In fgSRL resistant patients, the choice of second-line depends on metabolic compensation (statement 14.1), but a consensus could not be reached on whether diabetes mellitus per se should influence the second-line medical therapy (statement 14.2) and on the addition of PEGV in these patients (statement 14.3). On the other hand, panelists do not perceive that in these cases the only possibility to start PASI is in association with PEGV (statement 14.4), probably also considering that PASI’s detrimental effect on glucose metabolism is only partially counteracted by PEGV [56]. Experts did not agree on IFG influencing the choice of second-line medical therapy, contraindicating, at least in young patients, the use of PASI (statement 11.1), or indicating the necessity to switch to PEGV monotherapy (statement 11.4). This is an interesting finding, since data from literature show that patients with IFG are at higher risk of developing hyperglycemia when switching to PASI [57], while age seems to be protective against development of T2DM while on this therapy.

FgSRLs are not considered responsible for metabolic worsening, or at least not such as to disregard their effectiveness on biochemical or tumor mass control. The onset of T2DM in well-controlled patients is not a valid reason for fgSRLs therapy discontinuation (statement 13.1), which should be accompanied by the start of an antidiabetic drug (statement 13.2). This despite evidence demonstrating significant positive impact on glucose metabolism of PEGV, regardless of IGF-1 levels [43]. Therefore, in the experts’ opinion the attainment of effective control over acromegaly is the priority. The positive effects on GH/IGF-1 secretion and tumor mass are deemed more crucial, with any potential deterioration in glycemic control being considered a separate concern. It is noteworthy that these assertions achieved a more robust consensus than in 2017. However, when T2DM treatment is ineffective, the experts agree on a switch to PEGV monotherapy also in well-controlled patients (statement 13.3); this statement did not achieve a consensus in 2017, indicating that, at least in this subpopulation, the panelists agreed that the positive effect of PEGV on glucose metabolism may be exploited to manage both conditions.

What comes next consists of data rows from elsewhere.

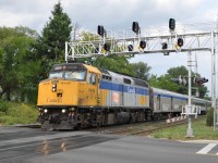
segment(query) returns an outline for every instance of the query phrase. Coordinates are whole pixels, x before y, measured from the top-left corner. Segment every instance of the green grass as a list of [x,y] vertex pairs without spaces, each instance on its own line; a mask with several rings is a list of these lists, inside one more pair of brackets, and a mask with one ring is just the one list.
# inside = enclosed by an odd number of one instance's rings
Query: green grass
[[186,138],[187,123],[185,125],[171,128],[164,128],[152,134],[155,138],[166,138],[174,140],[218,140],[218,130],[214,131],[214,127],[206,126],[206,120],[192,122],[193,138]]
[[8,102],[7,106],[5,112],[0,112],[1,125],[36,123],[38,111],[33,105]]

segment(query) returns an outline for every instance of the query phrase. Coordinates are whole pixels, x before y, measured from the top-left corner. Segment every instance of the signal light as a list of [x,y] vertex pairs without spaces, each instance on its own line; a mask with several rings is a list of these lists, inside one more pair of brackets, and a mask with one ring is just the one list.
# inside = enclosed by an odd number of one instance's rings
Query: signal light
[[162,42],[162,50],[166,50],[168,48],[167,42]]
[[146,48],[146,41],[144,41],[144,40],[140,41],[140,48],[145,49]]
[[140,25],[137,22],[133,22],[132,24],[132,30],[135,33],[135,34],[138,34],[140,32]]
[[174,18],[170,18],[169,20],[169,28],[170,28],[170,30],[174,30],[174,28],[175,28],[175,21],[174,21]]
[[57,84],[52,85],[52,92],[57,91]]
[[129,45],[129,46],[128,46],[128,50],[129,50],[129,51],[133,51],[133,45]]
[[187,84],[185,77],[183,77],[182,75],[180,75],[178,78],[171,78],[171,82],[174,82],[177,84],[184,85],[184,86]]
[[104,49],[105,49],[106,51],[110,51],[110,45],[105,43],[105,45],[104,45]]
[[104,34],[105,34],[104,26],[102,25],[98,25],[98,35],[104,37]]
[[207,83],[208,82],[208,79],[206,79],[205,77],[199,77],[199,78],[194,78],[193,79],[193,83],[194,84],[197,84],[198,86],[201,86],[202,84],[204,84],[204,83]]
[[180,48],[183,46],[183,39],[182,38],[178,38],[178,43],[177,43]]

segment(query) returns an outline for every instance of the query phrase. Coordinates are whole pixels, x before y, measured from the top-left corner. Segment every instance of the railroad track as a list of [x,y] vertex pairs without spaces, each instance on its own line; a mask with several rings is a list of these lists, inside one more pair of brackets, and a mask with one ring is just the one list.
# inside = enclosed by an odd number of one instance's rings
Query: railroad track
[[[193,121],[199,121],[202,118],[205,118],[205,116],[201,116],[198,118],[194,118]],[[118,129],[113,129],[113,130],[110,130],[108,134],[111,134],[111,135],[125,135],[125,136],[134,136],[134,135],[137,135],[137,136],[148,136],[150,135],[152,133],[156,131],[156,130],[159,130],[159,129],[162,129],[162,128],[170,128],[170,127],[173,127],[173,126],[179,126],[179,125],[183,125],[183,124],[186,124],[187,123],[187,120],[182,120],[182,121],[178,121],[178,122],[173,122],[173,123],[166,123],[165,122],[158,122],[158,123],[144,123],[144,124],[138,124],[137,126],[134,126],[134,127],[126,127],[126,128],[120,128],[119,130]]]

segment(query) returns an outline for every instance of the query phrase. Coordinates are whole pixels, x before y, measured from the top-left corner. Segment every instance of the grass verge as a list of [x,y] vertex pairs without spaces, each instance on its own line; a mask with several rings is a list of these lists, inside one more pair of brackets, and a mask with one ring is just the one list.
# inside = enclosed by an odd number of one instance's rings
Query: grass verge
[[8,102],[7,108],[7,111],[0,112],[1,125],[36,123],[38,111],[34,105]]
[[218,130],[214,131],[214,127],[206,126],[206,118],[192,122],[193,138],[186,138],[187,123],[181,126],[164,128],[153,133],[150,136],[155,138],[166,138],[173,140],[218,140]]

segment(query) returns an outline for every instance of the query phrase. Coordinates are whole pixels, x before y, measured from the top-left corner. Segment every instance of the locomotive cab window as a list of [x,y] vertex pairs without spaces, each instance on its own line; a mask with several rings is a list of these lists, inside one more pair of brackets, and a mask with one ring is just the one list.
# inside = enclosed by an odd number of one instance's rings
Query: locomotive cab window
[[88,73],[87,75],[87,83],[90,85],[96,85],[97,80],[96,80],[96,74],[94,73]]
[[56,65],[49,73],[49,78],[65,78],[71,80],[85,80],[86,68],[80,64],[75,65]]

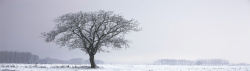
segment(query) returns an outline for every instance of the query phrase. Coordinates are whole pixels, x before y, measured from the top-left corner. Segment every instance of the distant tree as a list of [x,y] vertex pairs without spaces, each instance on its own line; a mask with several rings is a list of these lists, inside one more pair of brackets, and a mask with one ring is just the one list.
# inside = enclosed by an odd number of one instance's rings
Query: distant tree
[[68,13],[55,19],[55,22],[57,24],[52,31],[42,33],[45,41],[86,52],[90,57],[91,68],[96,68],[96,52],[106,51],[103,47],[128,47],[129,41],[124,35],[131,31],[140,31],[135,20],[127,20],[112,11],[103,10]]

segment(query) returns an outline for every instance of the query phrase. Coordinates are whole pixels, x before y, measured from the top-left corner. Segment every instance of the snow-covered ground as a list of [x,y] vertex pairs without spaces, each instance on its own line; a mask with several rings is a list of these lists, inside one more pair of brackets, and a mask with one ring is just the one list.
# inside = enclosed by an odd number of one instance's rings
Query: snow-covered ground
[[0,64],[0,71],[250,71],[250,66],[196,66],[196,65],[119,65],[99,64]]

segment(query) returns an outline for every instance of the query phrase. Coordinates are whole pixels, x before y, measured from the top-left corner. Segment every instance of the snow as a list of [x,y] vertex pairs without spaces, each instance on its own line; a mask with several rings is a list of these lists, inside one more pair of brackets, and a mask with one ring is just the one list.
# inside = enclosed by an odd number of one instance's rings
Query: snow
[[0,71],[250,71],[250,66],[197,66],[197,65],[120,65],[99,64],[0,64]]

Experts agree that in a patient with history of GDM and a GH-secreting macroadenoma resistant to fgSRLs, surgical intervention should be prioritized (statement 15.4). Another option is the combination of fgSRLs and PEGV (considering the diabetogenic and tumor growth risks if fgSRLs are discontinued and PEGV is used as monotherapy) (statement 15.2). An alternative that gains consensus in the second round is shifting to PASI (prioritizing the tumor mass issue over the diabetes concern, statement 15.1).

Limitations

This work presents the limitations of the Delphi studies: a decline in response rate between the rounds of 17% was observed, but this is within the limits described for Delphi studies, especially when dealing with a large number of statements [58, 59]. The consistency of answers in subsequent interactions indicated that the statements were correctly defined. Although some of the invited experts did not participate, those taking part well represented the real-world management of acromegaly in Italy. The lack of consensus for some statements underlines the open questions that need further research to be addressed.